By Dr. Colin Coulthard |

 

Imagine for a minute that there was a ticking time bomb that needed defusing. It’s just like in the movies, a jumble of wires, some sticks of dynamite, and a rather obvious digital countdown on the side of it. It’s ticking ominously closer to zero. If you defuse it in the wrong way, the bomb goes off.

Now imagine, that you have an expert who knows how to safely defuse this bomb. The expert does this regularly, many times a day, and knows what to do like she knows the back of her hand.

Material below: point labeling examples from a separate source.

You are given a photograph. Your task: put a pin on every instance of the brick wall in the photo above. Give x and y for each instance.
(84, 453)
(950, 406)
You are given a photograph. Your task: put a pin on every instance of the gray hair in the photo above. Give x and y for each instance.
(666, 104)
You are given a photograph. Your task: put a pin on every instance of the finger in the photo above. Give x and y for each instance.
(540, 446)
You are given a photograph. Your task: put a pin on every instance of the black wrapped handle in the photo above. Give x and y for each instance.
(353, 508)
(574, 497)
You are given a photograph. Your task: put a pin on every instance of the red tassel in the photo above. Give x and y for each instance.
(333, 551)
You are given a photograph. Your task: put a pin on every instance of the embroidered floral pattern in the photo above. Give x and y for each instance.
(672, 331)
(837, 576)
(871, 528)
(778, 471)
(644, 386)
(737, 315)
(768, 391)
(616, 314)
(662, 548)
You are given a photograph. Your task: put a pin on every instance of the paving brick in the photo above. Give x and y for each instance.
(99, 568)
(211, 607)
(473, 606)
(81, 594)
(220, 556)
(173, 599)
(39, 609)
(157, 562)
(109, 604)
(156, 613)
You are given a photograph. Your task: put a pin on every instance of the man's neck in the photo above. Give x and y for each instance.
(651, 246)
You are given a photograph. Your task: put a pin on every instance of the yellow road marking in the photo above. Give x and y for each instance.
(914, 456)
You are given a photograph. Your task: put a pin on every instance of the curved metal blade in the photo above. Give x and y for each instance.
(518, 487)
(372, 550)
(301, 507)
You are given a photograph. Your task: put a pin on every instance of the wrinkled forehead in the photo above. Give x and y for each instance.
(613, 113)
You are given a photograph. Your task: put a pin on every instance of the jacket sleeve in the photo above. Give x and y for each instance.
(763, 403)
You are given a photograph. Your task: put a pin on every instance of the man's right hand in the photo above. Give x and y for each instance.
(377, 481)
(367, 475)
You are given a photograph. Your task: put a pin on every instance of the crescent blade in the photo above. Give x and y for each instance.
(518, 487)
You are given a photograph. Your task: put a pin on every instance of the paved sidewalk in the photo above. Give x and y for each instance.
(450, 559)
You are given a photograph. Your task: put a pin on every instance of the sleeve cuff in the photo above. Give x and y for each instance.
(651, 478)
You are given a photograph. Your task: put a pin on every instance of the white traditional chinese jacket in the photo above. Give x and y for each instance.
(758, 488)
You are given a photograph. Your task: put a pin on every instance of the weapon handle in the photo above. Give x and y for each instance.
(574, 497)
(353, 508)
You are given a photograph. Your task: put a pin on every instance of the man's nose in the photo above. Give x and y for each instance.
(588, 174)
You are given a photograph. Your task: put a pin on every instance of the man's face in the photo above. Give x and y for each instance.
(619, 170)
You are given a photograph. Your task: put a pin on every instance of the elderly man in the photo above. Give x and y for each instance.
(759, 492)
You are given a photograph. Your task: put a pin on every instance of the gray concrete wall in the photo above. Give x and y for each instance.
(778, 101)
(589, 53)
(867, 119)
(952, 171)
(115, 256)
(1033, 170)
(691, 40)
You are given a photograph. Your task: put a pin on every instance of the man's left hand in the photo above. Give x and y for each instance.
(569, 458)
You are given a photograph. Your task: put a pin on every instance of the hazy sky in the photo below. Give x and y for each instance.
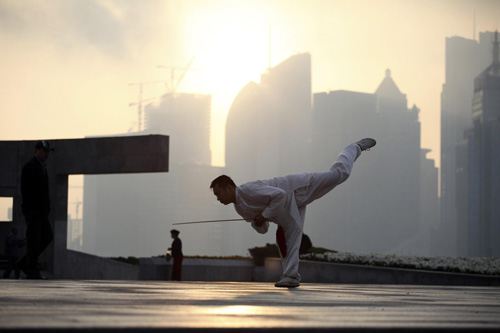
(66, 65)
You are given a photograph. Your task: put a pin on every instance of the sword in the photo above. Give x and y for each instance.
(193, 222)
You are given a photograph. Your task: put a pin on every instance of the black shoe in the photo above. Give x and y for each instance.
(366, 144)
(36, 277)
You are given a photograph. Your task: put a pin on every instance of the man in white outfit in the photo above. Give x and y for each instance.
(283, 200)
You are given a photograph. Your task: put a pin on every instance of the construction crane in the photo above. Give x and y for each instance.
(140, 101)
(175, 82)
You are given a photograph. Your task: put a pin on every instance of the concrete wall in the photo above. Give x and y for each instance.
(83, 266)
(311, 272)
(194, 269)
(320, 272)
(125, 154)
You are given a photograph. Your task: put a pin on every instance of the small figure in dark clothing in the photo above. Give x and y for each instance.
(12, 245)
(36, 208)
(177, 255)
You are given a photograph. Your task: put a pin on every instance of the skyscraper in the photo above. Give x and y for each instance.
(465, 59)
(268, 124)
(379, 208)
(477, 168)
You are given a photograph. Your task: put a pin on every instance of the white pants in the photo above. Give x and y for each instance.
(321, 183)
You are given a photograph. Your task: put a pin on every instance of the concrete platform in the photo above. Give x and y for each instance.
(147, 306)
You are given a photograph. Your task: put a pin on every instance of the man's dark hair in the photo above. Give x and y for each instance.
(223, 181)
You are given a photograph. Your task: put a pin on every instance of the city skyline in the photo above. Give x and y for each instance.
(67, 64)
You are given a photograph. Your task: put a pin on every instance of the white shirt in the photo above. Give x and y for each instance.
(274, 198)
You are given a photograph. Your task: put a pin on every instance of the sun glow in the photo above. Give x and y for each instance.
(230, 45)
(230, 41)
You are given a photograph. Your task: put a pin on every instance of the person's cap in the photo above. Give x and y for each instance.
(43, 144)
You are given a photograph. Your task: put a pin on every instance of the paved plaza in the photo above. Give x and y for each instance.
(140, 306)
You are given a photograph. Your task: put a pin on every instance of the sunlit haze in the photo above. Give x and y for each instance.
(66, 65)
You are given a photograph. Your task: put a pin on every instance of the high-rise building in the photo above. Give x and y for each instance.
(478, 181)
(379, 209)
(268, 124)
(268, 130)
(186, 119)
(131, 215)
(465, 59)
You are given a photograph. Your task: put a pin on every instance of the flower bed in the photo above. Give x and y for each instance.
(472, 265)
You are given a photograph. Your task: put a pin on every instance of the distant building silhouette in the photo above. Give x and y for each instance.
(131, 215)
(380, 209)
(268, 124)
(268, 129)
(186, 119)
(478, 166)
(465, 59)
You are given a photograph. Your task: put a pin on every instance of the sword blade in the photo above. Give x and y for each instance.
(193, 222)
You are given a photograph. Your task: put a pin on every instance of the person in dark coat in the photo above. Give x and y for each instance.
(36, 209)
(177, 255)
(12, 245)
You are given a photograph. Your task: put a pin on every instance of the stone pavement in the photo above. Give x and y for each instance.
(147, 306)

So my question to you is this. If you were locked in the room with this bomb, how would you want it to be defused?

Option A

This is where the expert walks into the room, swiftly snips a few wires (usually the red one in the films) and safely defuses the bomb.

Option B

The expert employs a skilled technician. The technician’s skills lie elsewhere in maintaining electronic circuits. This technician has very little experience of specific types of bomb but knows something about bombs in general. The expert has sent the technician detailed instructions about this type of bomb and how to defuse it. The instructions are quite long and detailed, and take a large amount of time to read and understand. The technician also has many other sets of instructions that she needs to read. The expert guides the technician by shouting instructions to her, and the technician sends pictures of her progress in defusing the bomb back to the expert. The expert then uses these pictures to decide on the next step. She then shouts more instructions back to the technician. This process is repeated until either the bomb is safely defused, or everything goes BOOM!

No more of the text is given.